The subject used in this research was a sample population of liverwort Marchantia polymorpha. Samples were collected from the Mount Pasang, Jember, East Java region. Samples 30 gram of M. polymorpha were taken from the talus for extraction.

A 30-gram samples of M. polymorpha with 300 mL of methanol for three days was macerated. The macerated sample was processed in a rotary evaporator at 30°C, producing a crude extract ready for injection into the GC-MS. The working principle of MS detector temperature was 280°C an the column used was a Restek Rtx®-50 column (Crossbond® 5% phenyl-50% methyl polysiloxane). The carrier gas used in this GC-MS was helium at a pressure of 64.1 kPa (Ilmiah et al., 2025). The results from GC-MS were chromatographic peaks and bioinformatic analysis was performed based on the Wiley9.LIB and NIST databases ((Farhan et al., 2025); (Setyati et al., 2024)).

The results of metabolite compound detection were used for pharmacological prediction using bioinformatics with Way2drug PASS Online and SwissADME. In silico PASS Online provides the Probability of Activity value of a compound based on SMILES (Pubchem) with parameters  if the Pa value is > 0.7, the compound has very strong biological activity and can proceed to the laboratory experiment stage, while if the Pa value is < 0.7, the compound has weak biological activity (Lohidashan et al., 2018). SwissADME in silico was performed based on SMILES (Pubchem), and analysis was conducted according to Lipinski's theory with the following criteria: Molecuar Weight ≤ 500, LogP ≤ 5, H-bond Donor (HBD) ≤ 5, H-bond Acceptor (HBA) ≤ 5, dan Violation ≤ 1 (Rauf et al., 2023).

The results of profiling metabolite compound were performed using Molecular Docking (MD) with PyRx 0.8 with Autodockvina software (http://pyrx.sourceforge.net/).
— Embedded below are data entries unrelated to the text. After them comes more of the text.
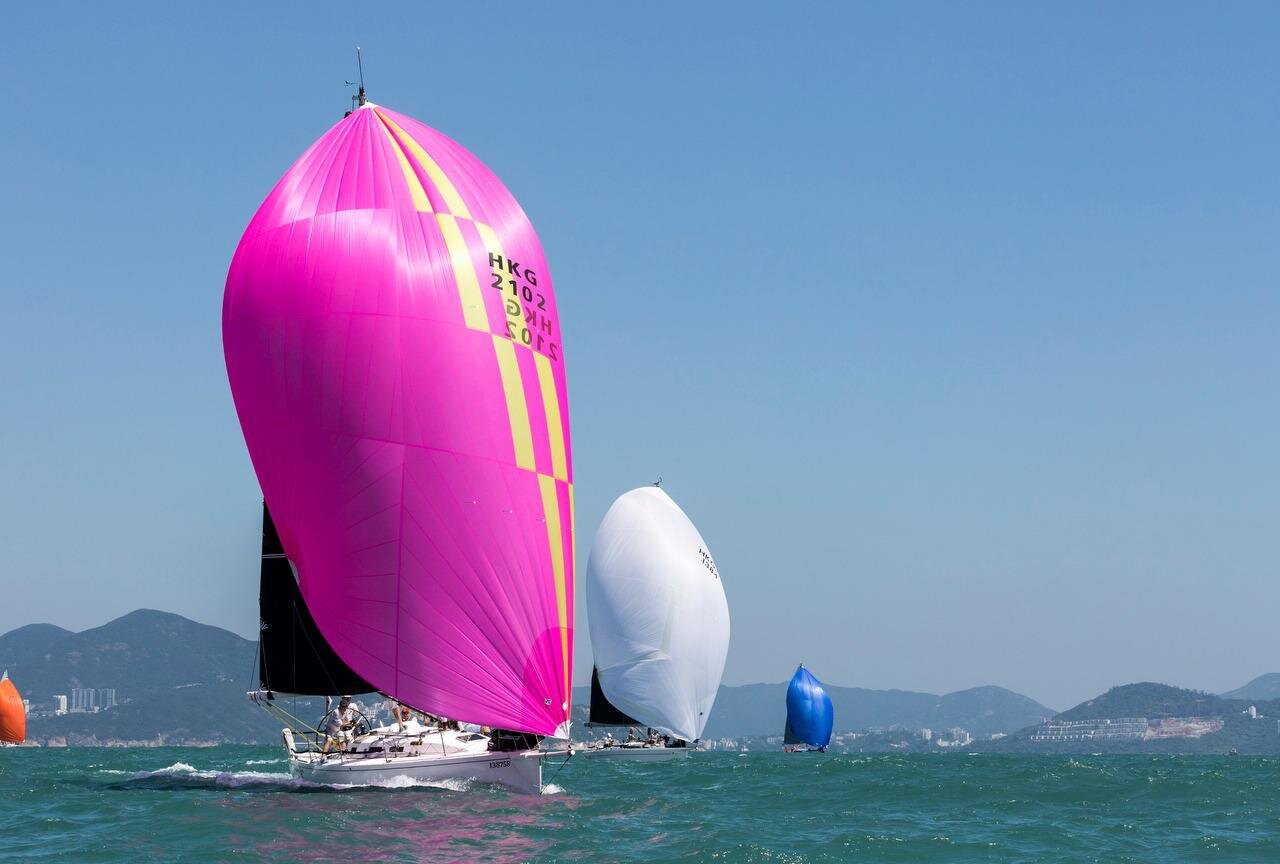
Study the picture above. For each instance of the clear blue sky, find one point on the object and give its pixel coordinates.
(952, 328)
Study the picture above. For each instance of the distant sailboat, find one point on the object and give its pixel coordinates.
(809, 713)
(394, 352)
(659, 625)
(13, 716)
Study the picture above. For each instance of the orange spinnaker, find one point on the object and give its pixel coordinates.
(13, 718)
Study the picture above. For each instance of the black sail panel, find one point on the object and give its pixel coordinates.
(292, 656)
(603, 712)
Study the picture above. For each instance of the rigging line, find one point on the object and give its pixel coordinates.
(257, 650)
(571, 754)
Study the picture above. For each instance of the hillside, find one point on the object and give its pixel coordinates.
(1262, 688)
(178, 681)
(1178, 721)
(759, 709)
(1147, 699)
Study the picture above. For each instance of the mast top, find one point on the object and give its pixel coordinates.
(359, 100)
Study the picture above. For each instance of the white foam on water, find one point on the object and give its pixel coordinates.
(403, 781)
(176, 768)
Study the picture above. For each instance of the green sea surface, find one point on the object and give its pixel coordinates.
(238, 804)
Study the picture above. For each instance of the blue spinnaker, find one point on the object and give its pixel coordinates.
(809, 713)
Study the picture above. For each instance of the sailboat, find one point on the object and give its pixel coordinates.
(809, 714)
(659, 626)
(13, 716)
(393, 348)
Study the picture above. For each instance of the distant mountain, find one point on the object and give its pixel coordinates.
(178, 681)
(1178, 721)
(759, 709)
(1265, 686)
(1147, 699)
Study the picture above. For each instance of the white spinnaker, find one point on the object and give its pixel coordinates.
(657, 615)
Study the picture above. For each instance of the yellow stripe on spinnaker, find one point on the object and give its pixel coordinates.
(551, 405)
(551, 510)
(415, 186)
(517, 408)
(439, 179)
(510, 302)
(464, 273)
(572, 529)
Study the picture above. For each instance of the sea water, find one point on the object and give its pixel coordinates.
(186, 804)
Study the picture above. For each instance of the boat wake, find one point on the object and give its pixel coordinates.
(181, 776)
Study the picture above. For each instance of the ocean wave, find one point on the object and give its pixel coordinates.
(184, 776)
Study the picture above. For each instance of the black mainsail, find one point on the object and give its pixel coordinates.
(292, 654)
(604, 712)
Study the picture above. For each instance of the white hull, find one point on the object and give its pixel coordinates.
(420, 754)
(636, 753)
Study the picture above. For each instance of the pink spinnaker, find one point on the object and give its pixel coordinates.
(394, 353)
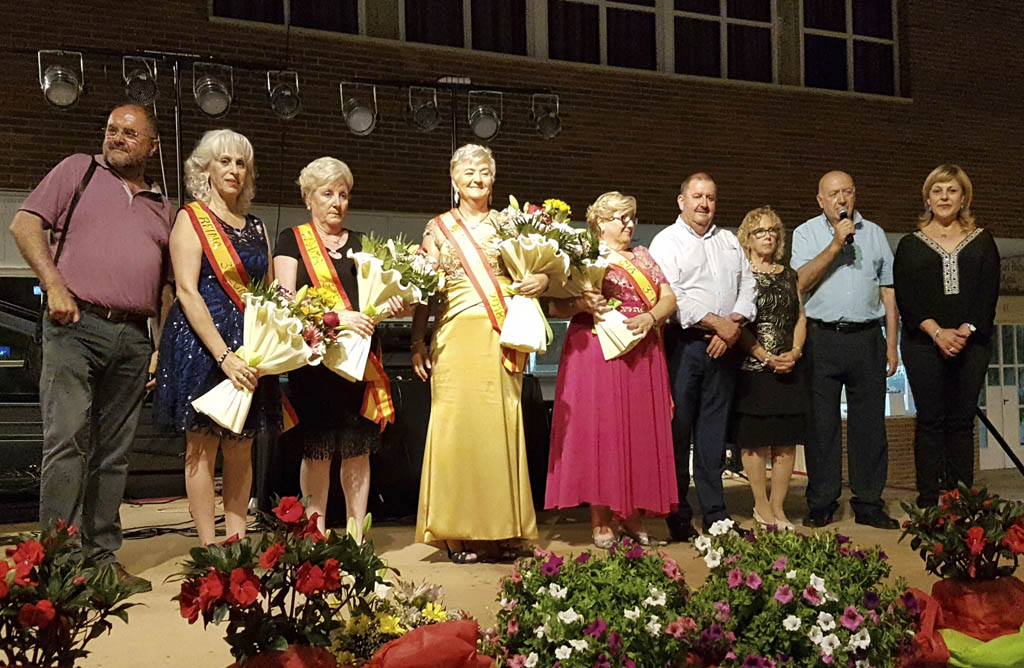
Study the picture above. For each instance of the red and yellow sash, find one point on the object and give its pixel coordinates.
(219, 252)
(639, 279)
(377, 404)
(482, 278)
(231, 274)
Ligands were collected based on PubChem (SDF) and converted to PDB format using Open Babel version 2.2.3 (www.openbabel.org) (Ayodele et al., 2023)(Zubair et al., 2023). Receptors were used in this research is PDB ID 5TZ1 (https://www.rcsb.org/) the receptor recommended as an antifungal (Tamaian et al., 2023). The docking results collection was visualized using Biovia Discovery Studio 2025 software (https://discover.3ds.com/discovery-studio-visualizer-download) (Baroroh et al., 2023).

The results of untargeted metabolites profiling using GC-MS showed from the M. polymorpha sample were fatty acids (20%), terpenoids (16%), and phenolics (10%) Table 1. The results were also shown by chromatographic peaks Figure 2. A total of 50 untargeted compounds were detected. All compounds were detected based on their molecular weight at a specific retention time. Based on the chromatogram, the compound formula was analyzed using a database. Figure 2 and Table 1 show the results of untargeted compound detection in M. polymorpha.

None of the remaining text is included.